Troppa trasparenza fa male.

I sostenitori di queste misure di autenticazione personale dell’accesso a Internet propongono che chiunque acceda alla rete sia univocamente identificabile. Sempre. Siamo di fronte alla usuale sindrome del primo della classe: arriviamo prima noi del resto del mondo e questo è già abbastanza inquietante. Ma lasciamo per un attimo nel loro brodo quanti sostengono che l’identificabilità sia un valore sempre e comunque. Non lo è, ma, per ora, pazientiamo. Il fatto è che, se ci pensiamo per un istante, nel mondo reale nessuno di noi è oggi sempre identificato. Se anche la non identificabilità assoluta fosse un disvalore occorre lo stesso registrare che le condizioni della vita reale e della rete sono molto simili. Mettiamo sui due piatti della bilancia le informazioni ricavabili dai log dei server internet e la quantità di tracce che i cittadini rilasciano normalmente camminando sulla terra e ci accorgeremo che, se esiste una asimmetria, questa non racconta un deficit informativo legato all’essere online. Semmai il contrario.

Quindi oggi, da questo punto di vista, non c’è un gran che da riequilibrare fra online ed offline. Anzi, paradossalmente, in un paese a bassa cultura informatica come il nostro, esiste uno sbilanciamento netto fra la identificabilità (per esempio dei reati) in rete rispetto al mondo reale. Con una ampia predominanza della prima.

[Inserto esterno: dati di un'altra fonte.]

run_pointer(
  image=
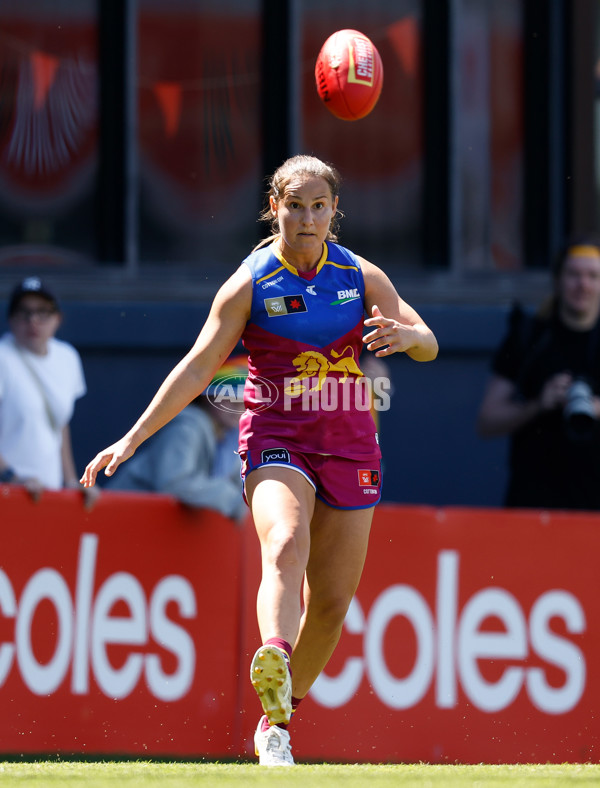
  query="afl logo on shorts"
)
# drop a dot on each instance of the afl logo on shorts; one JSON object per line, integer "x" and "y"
{"x": 368, "y": 478}
{"x": 275, "y": 455}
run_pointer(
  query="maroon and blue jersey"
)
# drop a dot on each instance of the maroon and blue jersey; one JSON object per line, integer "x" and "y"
{"x": 304, "y": 337}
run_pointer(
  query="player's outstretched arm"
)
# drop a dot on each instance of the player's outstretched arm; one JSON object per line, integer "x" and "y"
{"x": 223, "y": 328}
{"x": 397, "y": 327}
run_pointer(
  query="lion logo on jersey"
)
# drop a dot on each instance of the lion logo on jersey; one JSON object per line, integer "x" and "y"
{"x": 312, "y": 364}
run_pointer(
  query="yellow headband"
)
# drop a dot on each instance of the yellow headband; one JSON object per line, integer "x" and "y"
{"x": 584, "y": 250}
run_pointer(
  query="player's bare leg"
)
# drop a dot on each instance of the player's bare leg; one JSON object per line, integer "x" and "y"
{"x": 282, "y": 503}
{"x": 339, "y": 541}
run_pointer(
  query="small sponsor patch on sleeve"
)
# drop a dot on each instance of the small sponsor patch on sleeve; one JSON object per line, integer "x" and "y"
{"x": 285, "y": 305}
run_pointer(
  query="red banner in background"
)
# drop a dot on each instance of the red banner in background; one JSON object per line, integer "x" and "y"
{"x": 119, "y": 627}
{"x": 129, "y": 631}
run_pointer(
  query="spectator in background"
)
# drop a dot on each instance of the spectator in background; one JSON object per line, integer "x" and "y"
{"x": 41, "y": 378}
{"x": 544, "y": 391}
{"x": 194, "y": 457}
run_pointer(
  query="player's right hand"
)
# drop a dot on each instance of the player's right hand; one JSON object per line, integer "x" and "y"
{"x": 110, "y": 458}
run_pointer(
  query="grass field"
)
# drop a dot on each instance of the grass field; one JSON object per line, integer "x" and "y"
{"x": 143, "y": 774}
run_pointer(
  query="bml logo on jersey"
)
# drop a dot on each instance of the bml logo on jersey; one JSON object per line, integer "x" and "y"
{"x": 286, "y": 305}
{"x": 345, "y": 296}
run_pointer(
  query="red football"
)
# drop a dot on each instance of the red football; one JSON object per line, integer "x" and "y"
{"x": 349, "y": 74}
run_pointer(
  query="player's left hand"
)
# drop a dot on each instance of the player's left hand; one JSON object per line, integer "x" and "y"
{"x": 390, "y": 336}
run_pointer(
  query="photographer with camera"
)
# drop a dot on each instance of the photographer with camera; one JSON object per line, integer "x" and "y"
{"x": 544, "y": 389}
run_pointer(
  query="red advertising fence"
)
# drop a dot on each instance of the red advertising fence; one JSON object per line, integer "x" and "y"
{"x": 128, "y": 630}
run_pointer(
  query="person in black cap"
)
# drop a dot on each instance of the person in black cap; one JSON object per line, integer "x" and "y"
{"x": 41, "y": 377}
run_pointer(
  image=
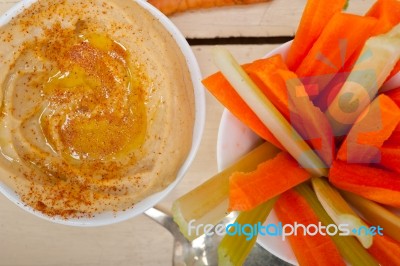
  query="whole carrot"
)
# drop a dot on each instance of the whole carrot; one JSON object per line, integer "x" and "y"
{"x": 169, "y": 7}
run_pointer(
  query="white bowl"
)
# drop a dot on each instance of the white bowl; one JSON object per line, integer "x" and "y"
{"x": 235, "y": 140}
{"x": 111, "y": 217}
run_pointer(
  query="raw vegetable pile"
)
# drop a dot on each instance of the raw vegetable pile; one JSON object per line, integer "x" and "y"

Secondo argomento. Difficile da dire ma importante.

Negli ultimi dieci anni di teorico “selvaggio” anonimato in rete si sono sviluppate una serie di dinamiche importanti mediate dalla tecnologia. Dobbiamo domandarci se sarebbe accaduto lo stesso se ognuno di noi avesse avuto il suo bel numerino governativo stampato in fronte. Eppure oggi, per chi abbia voglia di osservarlo, il panorama in questo senso è piuttosto chiaro. Molti degli avanzamenti sociali legati allo sviluppo di Internet, sono state pratiche al margine della precedente legalità. La precedente legalità, tuttora in vigori nei tribunali del mondo emerso, era ed è legale. Ma lo era piu’ che altro prima. Quando milioni di utenti della rete condividono su Youtube (o altrove) spezzoni di trasmissioni televisive, fanno due cose assieme. Violano una norma precedente (ed infatti vengono in genere biasimati dai tribunali e in qualche modo limitati da Google) e scrivono una nuova prassi comunicativa che non può essere fermata. Nuova, una cosa che prima non c’era e che ci arricchisce. Oggi milioni di persone nel mondo seguono gli highlights trasmessi dalle TV dentro Youtube che è diventata la sintesi e l’archivio vivente del prodotto televisivo. Moltiplica fascino ed interesse di 10-secondi-ogni-tanto, arricchendo un ambiente in gran parte noiosissimo e lascia andare il resto. Provate a spiegare a vostra figlia 6enne cos’era lo Zecchino d’Oro 30 anni fa. Con Youtube ce la farete, diversamente no.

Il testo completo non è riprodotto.